- City experienced a rush for vaccinations in late December and early January
- One expert attributes decline to easing of pandemic control measures by the government
The uptake of coronavirus vaccines among Hongkongers has slowed since early January, with health experts attributing the trend to the shift in the city’s pandemic policy, an easing winter outbreak and what one called an “overcautious” risk alert by US authorities on BioNTech’s bivalent shot.
The city experienced a surge in vaccinations in late December and early January, pushing the seven-day average above 15,000 shots a day compared with about 10,000 in early December when the Omicron-specific bivalent vaccine became available.
December 30 was the busiest day of the government’s vaccination programme since October – in all, 21,217 residents received a Covid-19 jab, including 14,880 who took the bivalent shot.
But the daily uptake began to slide from early January. On January 20, two days ahead of Lunar New Year, a total of 4,589 Covid-19 shots were administered, including 3,819 of the bivalent vaccine. The daily seven-day average for all types of vaccines stood at 6,508 as of January 20, approaching the level seen in November before the bivalent shot was offered.
Dr Edmund Lam Wing-wo, a member of the government’s Scientific Committee on Vaccine Preventable Diseases, on Tuesday attributed the decline to the easing of pandemic control measures by the administration.
He said last Thursday’s announcement to end isolation orders for Covid patients from January 30, in addition to the scrapping of vaccine pass requirements in December, had shifted the public’s attitude towards the disease and thus on the need for vaccination.
“The overall vaccination tally has dipped because people think the pandemic seems to be gone.
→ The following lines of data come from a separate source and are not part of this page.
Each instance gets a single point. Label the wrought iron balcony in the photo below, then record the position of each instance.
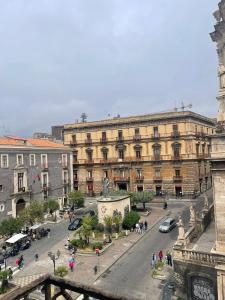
(139, 178)
(121, 178)
(88, 142)
(137, 138)
(175, 134)
(177, 178)
(89, 179)
(103, 140)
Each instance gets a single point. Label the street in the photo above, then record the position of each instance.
(133, 270)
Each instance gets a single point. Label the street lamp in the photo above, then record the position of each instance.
(53, 257)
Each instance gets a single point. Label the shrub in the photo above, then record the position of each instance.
(100, 227)
(98, 245)
(61, 271)
(78, 243)
(130, 220)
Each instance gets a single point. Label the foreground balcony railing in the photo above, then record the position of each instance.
(203, 257)
(47, 281)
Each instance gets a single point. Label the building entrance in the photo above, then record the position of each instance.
(122, 186)
(20, 205)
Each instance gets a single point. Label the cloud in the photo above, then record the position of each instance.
(111, 56)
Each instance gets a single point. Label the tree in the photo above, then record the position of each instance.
(117, 219)
(76, 198)
(34, 213)
(61, 271)
(108, 224)
(131, 220)
(86, 228)
(4, 281)
(10, 226)
(142, 197)
(51, 206)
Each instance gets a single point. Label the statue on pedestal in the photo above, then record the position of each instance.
(105, 187)
(181, 233)
(192, 216)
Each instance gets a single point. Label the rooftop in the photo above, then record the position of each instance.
(29, 142)
(143, 118)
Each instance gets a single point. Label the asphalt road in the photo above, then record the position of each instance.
(131, 275)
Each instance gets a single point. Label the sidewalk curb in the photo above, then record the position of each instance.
(125, 252)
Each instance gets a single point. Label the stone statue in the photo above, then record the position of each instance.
(105, 186)
(192, 215)
(206, 203)
(181, 233)
(221, 73)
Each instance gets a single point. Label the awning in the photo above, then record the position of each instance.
(15, 238)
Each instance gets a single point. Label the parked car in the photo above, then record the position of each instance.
(75, 224)
(167, 225)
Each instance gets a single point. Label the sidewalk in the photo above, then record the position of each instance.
(84, 269)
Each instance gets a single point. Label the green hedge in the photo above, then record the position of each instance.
(98, 245)
(130, 220)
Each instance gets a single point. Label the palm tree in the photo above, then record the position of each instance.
(117, 219)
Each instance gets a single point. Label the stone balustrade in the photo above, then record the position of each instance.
(211, 259)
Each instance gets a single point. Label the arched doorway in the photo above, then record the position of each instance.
(20, 205)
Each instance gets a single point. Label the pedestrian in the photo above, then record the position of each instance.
(146, 225)
(141, 227)
(10, 273)
(153, 262)
(160, 255)
(169, 259)
(72, 263)
(137, 228)
(95, 270)
(21, 262)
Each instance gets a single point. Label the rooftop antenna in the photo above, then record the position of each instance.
(183, 106)
(83, 117)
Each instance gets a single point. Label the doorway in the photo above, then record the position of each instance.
(20, 205)
(178, 191)
(158, 190)
(122, 186)
(140, 188)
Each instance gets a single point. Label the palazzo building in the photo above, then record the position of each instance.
(32, 169)
(163, 152)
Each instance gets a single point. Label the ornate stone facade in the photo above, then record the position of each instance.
(157, 152)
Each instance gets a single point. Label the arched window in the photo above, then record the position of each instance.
(156, 151)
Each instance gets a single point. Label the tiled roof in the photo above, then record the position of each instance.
(29, 142)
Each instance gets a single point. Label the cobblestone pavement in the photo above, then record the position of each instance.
(84, 269)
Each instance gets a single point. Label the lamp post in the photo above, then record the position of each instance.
(52, 256)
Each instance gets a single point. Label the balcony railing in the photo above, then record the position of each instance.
(177, 178)
(155, 136)
(137, 138)
(44, 166)
(45, 186)
(121, 178)
(176, 157)
(73, 143)
(103, 141)
(120, 139)
(175, 134)
(139, 178)
(157, 157)
(64, 287)
(157, 178)
(89, 179)
(89, 161)
(88, 142)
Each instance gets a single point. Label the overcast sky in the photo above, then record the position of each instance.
(59, 58)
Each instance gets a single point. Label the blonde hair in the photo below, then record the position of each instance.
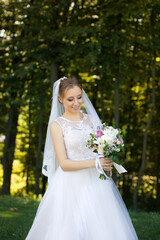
(68, 83)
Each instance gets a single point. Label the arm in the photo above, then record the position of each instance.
(71, 165)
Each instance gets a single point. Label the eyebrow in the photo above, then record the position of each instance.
(77, 95)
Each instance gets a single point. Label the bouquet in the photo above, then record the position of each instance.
(106, 142)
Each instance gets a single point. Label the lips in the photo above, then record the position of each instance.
(76, 108)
It’s also because many people have recently been infected and can’t get vaccinated any time soon,” he said.
Lam added that the recent slower vaccine uptake might also be because a feared Covid-19 case rebound in Hong Kong following the resumption of quarantine-free travel with mainland China did not materialise.
The decline in new cases continued on Tuesday with 1,987 reported – the lowest daily tally since July – including 37 imported infections. Another 36 Covid-related deaths were recorded.
Respiratory medicine specialist Dr Leung Chi-chiu was more concerned about the potential impact of recent media coverage on a risk alert published by the US Centres for Disease Control and Prevention (CDC).
The CDC and the US Food and Drug Administration on January 13 reported that a safety monitoring system had detected a “preliminary signal” that people aged 65 and above might be more likely to have an ischemic stroke 21 days after receiving the BioNTech bivalent shot, compared with days 22 to 44.
A spokesman for Hong Kong’s Department of Health said on Tuesday that it had received “no more than” five reports of health adverse events in relation to the bivalent vaccine as of January 14, none of which involved stroke.
The spokesman added that the department had also been running a safety monitoring system in conjunction with the University of Hong Kong, in which adverse events reported through it were not necessarily caused by the vaccine.
Leung said that as of Tuesday, he had seen no other monitoring system or study that substantiated a link between elderly people receiving the bivalent vaccine and having a stroke. He said the observation recorded might be a pure chance occurrence.
He questioned the need for US authorities to release a preliminary observation that inevitably invited unflattering press coverage on the bivalent vaccine. It might also have contributed to a lower desire among Hongkongers in getting jabbed in the week before Lunar New Year, he said.
“Regulators tend to disclose such signals out of relative or even excessive caution to protect themselves. But as they released the report, the media coverage became somewhat superficial and painted it as if it were a real risk,” he said.
But Lam said while some of his patients had asked about the stroke risk report, “not that many people have been bothered by it”.
The family doctor said the overall decline in vaccine uptake should not be a cause for alarm – with 93 per cent of the population double-jabbed and 84 per cent having received a booster, as well as millions of people having an infection history, the community’s immunity against Covid-19 was high.
Lam said while there was room to improve vaccination rates among the youngest and the oldest Hongkongers, there was little the authorities could do with those who had resisted the inoculation drive for two years.
Only about a quarter of Hong Kong children under three years have had jabs, while 21 per cent of those aged 70 or over remain unvaccinated.
A spokesman of the Civil Service Bureau, which runs the government vaccination programme, said authorities would continue to encourage residents to get their jabs, especially young children and the elderly.
Bivalent Covid-19 vaccines contain components of the original strain as well as Omicron, granting better protection against infections caused by the prevalent variant. BioNTech’s bivalent vaccine, the only one available in Hong Kong, targets the subvariants BA.4 and BA.5.